Havia tantos artistas que aqui é possível mencionar apenas
alguns, numa escolha subjetiva, simplesmente os de que gostei mais ou os que me
tocaram mais.
Mas primeiro, como filtro de pesquisa objetiva, fui
verificar a lista dos artistas representados nesta mostra, por idade, para
visualizar as raízes, as referências da documenta 13. O que chamou a atenção
foi a escolha de artistas não tão conhecidos, mas com obras com os mesmos temas
de seus colegas famosos. Como, por exemplo, a Hannah Ryggen (1894- 1970), da
Noruega, que expôs seus tapetes com imagens críticas ao fascismo, colocando a
vida em risco, nas mesmas mostras como a de Picasso.
Ou as obras de Marc Lombardi (1951-2000), as
”Narrative Structure”, pesquisando com seu trabalhou a rede da corrupção que conecta
a politica e a indústria. Ele morreu no ano 2000, em circunstâncias
misteriosas.
Gostei muito das fotos da Lee Miller
(1907-1977) dentro da banheira do apartamento de Hitler em Munique, que se
encaixam bem num dos temas centrais da documenta: “o trauma e a arte de curar”.

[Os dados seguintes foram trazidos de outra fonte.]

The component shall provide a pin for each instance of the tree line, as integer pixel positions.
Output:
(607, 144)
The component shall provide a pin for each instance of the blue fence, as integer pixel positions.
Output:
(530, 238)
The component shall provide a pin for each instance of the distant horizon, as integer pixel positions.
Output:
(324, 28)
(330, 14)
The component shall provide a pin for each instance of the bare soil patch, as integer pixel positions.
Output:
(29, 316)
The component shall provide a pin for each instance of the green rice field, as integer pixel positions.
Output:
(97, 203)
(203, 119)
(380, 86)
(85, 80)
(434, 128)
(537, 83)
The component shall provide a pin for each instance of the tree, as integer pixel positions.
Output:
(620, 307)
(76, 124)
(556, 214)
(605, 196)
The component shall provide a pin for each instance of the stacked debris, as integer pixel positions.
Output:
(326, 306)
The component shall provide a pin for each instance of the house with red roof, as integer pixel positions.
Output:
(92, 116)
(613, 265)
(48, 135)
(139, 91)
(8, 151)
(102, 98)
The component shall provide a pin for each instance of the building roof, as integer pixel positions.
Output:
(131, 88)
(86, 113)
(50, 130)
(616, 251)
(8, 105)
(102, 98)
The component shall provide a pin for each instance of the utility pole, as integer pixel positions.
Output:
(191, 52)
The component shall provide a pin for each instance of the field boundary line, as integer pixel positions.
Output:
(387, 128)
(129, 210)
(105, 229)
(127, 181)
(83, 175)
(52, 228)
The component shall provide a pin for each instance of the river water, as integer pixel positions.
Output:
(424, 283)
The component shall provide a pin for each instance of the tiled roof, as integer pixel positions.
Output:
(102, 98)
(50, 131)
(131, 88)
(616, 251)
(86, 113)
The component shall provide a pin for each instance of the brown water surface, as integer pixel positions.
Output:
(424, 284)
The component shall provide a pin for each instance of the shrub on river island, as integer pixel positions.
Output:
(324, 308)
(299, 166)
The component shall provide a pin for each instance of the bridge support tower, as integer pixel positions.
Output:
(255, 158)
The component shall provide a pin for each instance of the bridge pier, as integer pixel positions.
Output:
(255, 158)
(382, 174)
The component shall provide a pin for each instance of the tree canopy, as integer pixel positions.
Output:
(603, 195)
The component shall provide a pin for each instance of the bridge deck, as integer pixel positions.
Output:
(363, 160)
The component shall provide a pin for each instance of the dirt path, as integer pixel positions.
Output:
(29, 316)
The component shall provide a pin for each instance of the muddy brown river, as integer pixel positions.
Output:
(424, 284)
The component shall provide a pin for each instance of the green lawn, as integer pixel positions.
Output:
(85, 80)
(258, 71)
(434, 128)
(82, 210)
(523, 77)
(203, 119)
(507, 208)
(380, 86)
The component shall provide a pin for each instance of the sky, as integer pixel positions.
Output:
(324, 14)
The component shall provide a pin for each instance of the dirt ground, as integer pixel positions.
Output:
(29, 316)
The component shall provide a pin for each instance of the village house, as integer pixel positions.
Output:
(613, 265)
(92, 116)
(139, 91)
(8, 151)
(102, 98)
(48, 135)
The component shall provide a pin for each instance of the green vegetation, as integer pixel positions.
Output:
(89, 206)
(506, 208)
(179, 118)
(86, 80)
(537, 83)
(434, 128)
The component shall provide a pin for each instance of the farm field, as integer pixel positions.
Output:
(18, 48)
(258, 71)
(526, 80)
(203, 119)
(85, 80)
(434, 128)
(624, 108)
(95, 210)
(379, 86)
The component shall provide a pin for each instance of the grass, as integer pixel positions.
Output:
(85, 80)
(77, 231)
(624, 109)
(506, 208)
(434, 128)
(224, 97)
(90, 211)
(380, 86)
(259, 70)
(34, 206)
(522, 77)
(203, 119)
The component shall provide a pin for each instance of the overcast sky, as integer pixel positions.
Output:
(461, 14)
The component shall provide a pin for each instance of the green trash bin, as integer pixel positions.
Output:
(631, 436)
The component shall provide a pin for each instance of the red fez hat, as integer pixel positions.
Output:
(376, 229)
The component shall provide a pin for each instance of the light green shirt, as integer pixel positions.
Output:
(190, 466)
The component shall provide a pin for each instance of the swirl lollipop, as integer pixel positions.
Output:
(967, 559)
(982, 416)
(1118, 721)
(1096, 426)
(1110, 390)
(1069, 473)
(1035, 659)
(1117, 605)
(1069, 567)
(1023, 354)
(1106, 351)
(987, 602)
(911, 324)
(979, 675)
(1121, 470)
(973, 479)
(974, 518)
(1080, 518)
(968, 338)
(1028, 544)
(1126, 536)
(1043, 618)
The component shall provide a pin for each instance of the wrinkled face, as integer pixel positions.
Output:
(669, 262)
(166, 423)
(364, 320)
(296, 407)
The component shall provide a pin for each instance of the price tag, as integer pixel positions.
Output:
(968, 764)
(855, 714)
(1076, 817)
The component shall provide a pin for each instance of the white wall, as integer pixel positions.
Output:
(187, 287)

Também as obras de Konrad Zuse (1916-1995), da Alemanha;
que inventou o primeiro computador, mas que também era artista autodidata; com suas
pinturas no estilo influenciado por Feininger. Mostra, com elas, a complexidade
do ser humano e a possibilidade de várias disciplinas reunidas e praticadas por
uma pessoa.
Antoni Cumella(1913-1985), da Espanha, com sua
resistência a um conceito de “uma arte do seu tempo”.
Charlotte Salomon(1917-1943), da Alemanha, com uma obra
muito original, uma mistura de história política e lembranças pessoais, do público
e do privado, com foco nas experiências das mulheres.
Vann Nath (1946-2011), do Camboja, que pintou a história
da sua vida marcada por tortura e destruição nos tempos do Khmer Vermelho.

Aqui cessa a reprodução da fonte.